On croit finir avec un pork bao à monter soi-même : des buns tout chauds et tout doux, deux grosses tranches de poitrine de porc marinée très gourmandes, des herbes, des sauces et c’est parti. Le côté ludique n’éclipse pas la qualité de ce plat, qui semble un peu simple comme ça et que les assaisonnements (encore eux !) réveillent en douceur.

J’aurais dû rester là-dessus, mais ma curiosité a été piquée par les ris de veau frits. D’habitude je déteste ça mais j’avais tellement bien mangé que je me suis dit, comme d’habitude, que s’il y a bien un endroit où je dois retenter l’expérience, c’est là. Moralité : c’est très bon, mais je ne suis vraiment pas fan des ris de veau quand même… Tant pis pour moi, au moins j’aurai essayé !

Je n’ai pas pu non plus m’empêcher de prendre un petit dessert qui me faisait de l’oeil depuis le début du repas : la crème brûlée au thé vert. Tout est là : le crémeux, le crousti, le thé. Excellent clap de fin pour ce qui est certainement l’un de mes meilleurs repas de l’année.

Pork bun cheval d'or
ris de veau cheval d'or
dessert cheval d'or

Verdict 

Tout est dans la dernière phrase : l’un de mes meilleurs repas cette année. Soulignons aussi la qualité de l’accueil et du service, que j’ai trouvés vraiment irréprochables : accessibles, discret, souriant, disponible…Nous avons été servis par 4 serveur.se.s différent.e.s, tous aussi agréables.

Cheval d’Or, parce que ses chefs sont des amis du Fooding, parce qu’il a ouvert il y a moins d’un an, parce qu’il est un peu cher, parce qu’il ne prend pas de réservations, pourrait faire partie de ces restaurants qui peuvent effrayer des gens, qui ne se sentiraient peut-être pas à leur place, et les empêcher de venir. Ce n’est pas le cas : c’est un restaurant chaleureux et où on se sent bien. J’en ferais bien ma cantine !
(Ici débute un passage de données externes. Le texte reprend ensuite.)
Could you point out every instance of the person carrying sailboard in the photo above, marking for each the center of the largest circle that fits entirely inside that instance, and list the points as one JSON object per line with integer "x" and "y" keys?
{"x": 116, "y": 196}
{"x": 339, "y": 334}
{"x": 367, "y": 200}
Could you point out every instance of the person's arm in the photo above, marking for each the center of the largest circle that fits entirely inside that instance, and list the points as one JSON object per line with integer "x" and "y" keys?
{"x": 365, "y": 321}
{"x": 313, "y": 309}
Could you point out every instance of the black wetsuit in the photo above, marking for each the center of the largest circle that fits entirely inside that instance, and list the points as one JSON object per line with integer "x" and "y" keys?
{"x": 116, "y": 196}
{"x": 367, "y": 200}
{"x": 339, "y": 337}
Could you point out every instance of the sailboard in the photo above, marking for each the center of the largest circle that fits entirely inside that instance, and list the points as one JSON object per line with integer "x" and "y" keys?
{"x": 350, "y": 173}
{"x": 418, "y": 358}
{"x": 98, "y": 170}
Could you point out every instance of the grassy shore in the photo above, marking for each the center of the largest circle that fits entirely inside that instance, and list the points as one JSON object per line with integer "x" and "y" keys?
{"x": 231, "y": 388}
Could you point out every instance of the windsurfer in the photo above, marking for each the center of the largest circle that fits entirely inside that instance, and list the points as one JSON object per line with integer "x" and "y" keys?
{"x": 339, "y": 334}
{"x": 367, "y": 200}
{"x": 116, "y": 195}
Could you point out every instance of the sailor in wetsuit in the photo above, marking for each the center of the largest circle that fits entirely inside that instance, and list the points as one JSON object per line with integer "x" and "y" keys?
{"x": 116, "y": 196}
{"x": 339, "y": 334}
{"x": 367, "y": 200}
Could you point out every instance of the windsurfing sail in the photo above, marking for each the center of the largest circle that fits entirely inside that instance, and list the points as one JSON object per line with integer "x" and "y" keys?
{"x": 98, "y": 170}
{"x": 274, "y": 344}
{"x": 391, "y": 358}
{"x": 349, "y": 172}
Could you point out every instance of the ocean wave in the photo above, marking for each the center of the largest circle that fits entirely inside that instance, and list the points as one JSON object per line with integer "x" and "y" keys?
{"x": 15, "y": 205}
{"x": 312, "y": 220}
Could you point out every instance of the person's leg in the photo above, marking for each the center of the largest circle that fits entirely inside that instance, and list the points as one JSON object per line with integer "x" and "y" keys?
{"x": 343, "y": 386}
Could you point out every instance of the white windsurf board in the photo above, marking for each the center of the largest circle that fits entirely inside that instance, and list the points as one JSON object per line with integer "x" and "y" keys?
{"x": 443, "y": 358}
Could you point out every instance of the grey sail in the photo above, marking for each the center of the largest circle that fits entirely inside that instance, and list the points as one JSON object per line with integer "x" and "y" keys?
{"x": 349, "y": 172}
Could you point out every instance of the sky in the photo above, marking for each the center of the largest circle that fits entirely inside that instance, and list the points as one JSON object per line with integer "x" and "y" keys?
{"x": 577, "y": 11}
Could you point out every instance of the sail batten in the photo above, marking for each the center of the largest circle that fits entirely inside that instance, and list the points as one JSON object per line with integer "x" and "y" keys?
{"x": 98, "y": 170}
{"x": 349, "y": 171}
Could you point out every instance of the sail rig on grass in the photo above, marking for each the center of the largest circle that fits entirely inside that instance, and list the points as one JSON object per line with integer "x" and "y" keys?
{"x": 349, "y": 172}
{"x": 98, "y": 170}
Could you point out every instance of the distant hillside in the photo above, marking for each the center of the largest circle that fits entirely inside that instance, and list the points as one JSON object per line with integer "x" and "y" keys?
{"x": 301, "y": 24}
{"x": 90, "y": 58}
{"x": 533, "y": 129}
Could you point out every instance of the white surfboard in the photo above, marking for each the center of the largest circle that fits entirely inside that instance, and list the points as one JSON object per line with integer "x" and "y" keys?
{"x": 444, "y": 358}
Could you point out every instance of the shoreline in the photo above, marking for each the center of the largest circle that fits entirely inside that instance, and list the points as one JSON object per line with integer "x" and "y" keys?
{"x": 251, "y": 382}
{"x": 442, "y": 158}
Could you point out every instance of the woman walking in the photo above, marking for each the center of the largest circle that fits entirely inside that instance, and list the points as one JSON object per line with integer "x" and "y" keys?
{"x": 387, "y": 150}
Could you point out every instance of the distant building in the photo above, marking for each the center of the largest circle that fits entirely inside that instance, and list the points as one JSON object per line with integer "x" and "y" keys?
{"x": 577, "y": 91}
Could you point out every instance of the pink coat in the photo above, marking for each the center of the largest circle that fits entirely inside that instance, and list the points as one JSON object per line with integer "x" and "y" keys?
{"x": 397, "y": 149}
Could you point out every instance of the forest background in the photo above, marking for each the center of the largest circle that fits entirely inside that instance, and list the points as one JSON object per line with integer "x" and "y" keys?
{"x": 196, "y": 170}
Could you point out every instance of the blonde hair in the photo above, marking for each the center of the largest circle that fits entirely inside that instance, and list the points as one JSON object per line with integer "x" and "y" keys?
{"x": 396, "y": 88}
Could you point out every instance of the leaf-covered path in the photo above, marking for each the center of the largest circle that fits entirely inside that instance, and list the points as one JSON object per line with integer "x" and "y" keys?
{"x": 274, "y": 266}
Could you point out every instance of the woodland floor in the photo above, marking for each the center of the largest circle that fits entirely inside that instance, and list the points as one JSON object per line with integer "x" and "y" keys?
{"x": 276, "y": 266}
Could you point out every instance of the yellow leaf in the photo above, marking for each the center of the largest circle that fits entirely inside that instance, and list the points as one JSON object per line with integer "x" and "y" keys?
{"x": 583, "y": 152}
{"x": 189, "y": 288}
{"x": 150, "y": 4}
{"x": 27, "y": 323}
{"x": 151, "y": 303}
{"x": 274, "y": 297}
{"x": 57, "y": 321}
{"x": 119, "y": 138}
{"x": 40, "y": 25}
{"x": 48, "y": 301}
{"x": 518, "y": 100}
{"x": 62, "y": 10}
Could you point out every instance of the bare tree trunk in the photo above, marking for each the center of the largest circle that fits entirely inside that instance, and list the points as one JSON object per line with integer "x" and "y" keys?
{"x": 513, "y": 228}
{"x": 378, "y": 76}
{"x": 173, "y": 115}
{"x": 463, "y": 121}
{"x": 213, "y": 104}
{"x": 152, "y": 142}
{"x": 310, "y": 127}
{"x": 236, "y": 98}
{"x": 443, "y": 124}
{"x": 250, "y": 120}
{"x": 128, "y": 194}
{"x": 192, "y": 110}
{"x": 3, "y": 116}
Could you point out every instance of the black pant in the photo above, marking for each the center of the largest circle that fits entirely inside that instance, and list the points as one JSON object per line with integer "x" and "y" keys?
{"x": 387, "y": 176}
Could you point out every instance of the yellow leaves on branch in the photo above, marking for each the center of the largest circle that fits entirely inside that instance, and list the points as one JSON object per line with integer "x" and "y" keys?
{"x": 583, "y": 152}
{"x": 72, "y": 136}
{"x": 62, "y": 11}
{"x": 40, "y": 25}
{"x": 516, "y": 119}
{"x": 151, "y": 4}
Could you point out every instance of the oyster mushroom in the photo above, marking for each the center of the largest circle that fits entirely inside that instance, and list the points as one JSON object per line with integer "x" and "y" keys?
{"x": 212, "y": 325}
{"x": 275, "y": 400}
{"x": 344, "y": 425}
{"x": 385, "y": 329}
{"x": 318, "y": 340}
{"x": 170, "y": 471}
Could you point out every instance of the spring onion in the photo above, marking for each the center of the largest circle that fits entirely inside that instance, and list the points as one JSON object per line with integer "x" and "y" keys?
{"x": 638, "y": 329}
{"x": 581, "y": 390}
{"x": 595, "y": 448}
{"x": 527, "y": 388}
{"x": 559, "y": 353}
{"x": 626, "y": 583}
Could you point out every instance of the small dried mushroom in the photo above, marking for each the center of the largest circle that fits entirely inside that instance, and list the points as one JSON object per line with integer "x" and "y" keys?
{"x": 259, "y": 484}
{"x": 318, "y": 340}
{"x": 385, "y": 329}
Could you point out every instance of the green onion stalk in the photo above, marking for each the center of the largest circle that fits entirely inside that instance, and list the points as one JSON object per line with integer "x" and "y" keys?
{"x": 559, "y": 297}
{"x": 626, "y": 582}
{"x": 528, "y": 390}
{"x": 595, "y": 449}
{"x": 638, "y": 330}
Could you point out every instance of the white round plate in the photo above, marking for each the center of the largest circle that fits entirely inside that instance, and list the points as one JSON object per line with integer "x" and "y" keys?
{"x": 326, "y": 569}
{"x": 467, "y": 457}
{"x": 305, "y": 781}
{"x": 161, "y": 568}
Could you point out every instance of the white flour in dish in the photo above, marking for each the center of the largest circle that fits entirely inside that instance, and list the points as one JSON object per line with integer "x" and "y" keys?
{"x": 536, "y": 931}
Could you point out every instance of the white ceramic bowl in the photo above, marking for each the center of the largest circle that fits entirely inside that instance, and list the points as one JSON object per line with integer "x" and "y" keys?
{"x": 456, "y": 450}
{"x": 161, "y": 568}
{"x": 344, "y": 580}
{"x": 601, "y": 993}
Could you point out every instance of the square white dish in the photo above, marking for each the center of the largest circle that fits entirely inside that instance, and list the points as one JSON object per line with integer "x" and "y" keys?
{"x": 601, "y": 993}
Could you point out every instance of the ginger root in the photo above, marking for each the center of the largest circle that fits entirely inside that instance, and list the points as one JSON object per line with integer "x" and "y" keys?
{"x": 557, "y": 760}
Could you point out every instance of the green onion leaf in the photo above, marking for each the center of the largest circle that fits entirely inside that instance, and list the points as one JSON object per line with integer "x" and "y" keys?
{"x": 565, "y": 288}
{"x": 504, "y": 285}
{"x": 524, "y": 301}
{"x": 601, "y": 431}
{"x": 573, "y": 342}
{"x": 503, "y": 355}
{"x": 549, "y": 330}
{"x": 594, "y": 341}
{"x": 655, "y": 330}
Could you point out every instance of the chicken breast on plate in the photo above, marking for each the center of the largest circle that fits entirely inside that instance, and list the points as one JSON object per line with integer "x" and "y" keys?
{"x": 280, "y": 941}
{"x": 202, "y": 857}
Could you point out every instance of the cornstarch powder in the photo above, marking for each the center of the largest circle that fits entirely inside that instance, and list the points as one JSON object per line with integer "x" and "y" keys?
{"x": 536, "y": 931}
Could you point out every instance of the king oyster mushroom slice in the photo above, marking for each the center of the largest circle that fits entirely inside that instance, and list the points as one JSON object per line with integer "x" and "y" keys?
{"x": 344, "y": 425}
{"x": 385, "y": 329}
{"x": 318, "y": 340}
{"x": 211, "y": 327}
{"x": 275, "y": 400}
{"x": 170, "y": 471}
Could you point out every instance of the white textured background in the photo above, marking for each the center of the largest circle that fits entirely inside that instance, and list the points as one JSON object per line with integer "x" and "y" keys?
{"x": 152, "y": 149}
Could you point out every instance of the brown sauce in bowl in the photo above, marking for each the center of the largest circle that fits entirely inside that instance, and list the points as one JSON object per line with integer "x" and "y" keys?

S’il n’est pas facile d’avoir une table en réservation, le restaurant garde à chaque service 20 places au bar (en face de la cuisine, en face du bar ou en face du miroir) pour les gens de passage.

Adresse : 21 rue de la Villette, 75019

Prix : l’addition pour 2 avec 8 assiettes c’était 110 euros, sans vin mais avec du thé.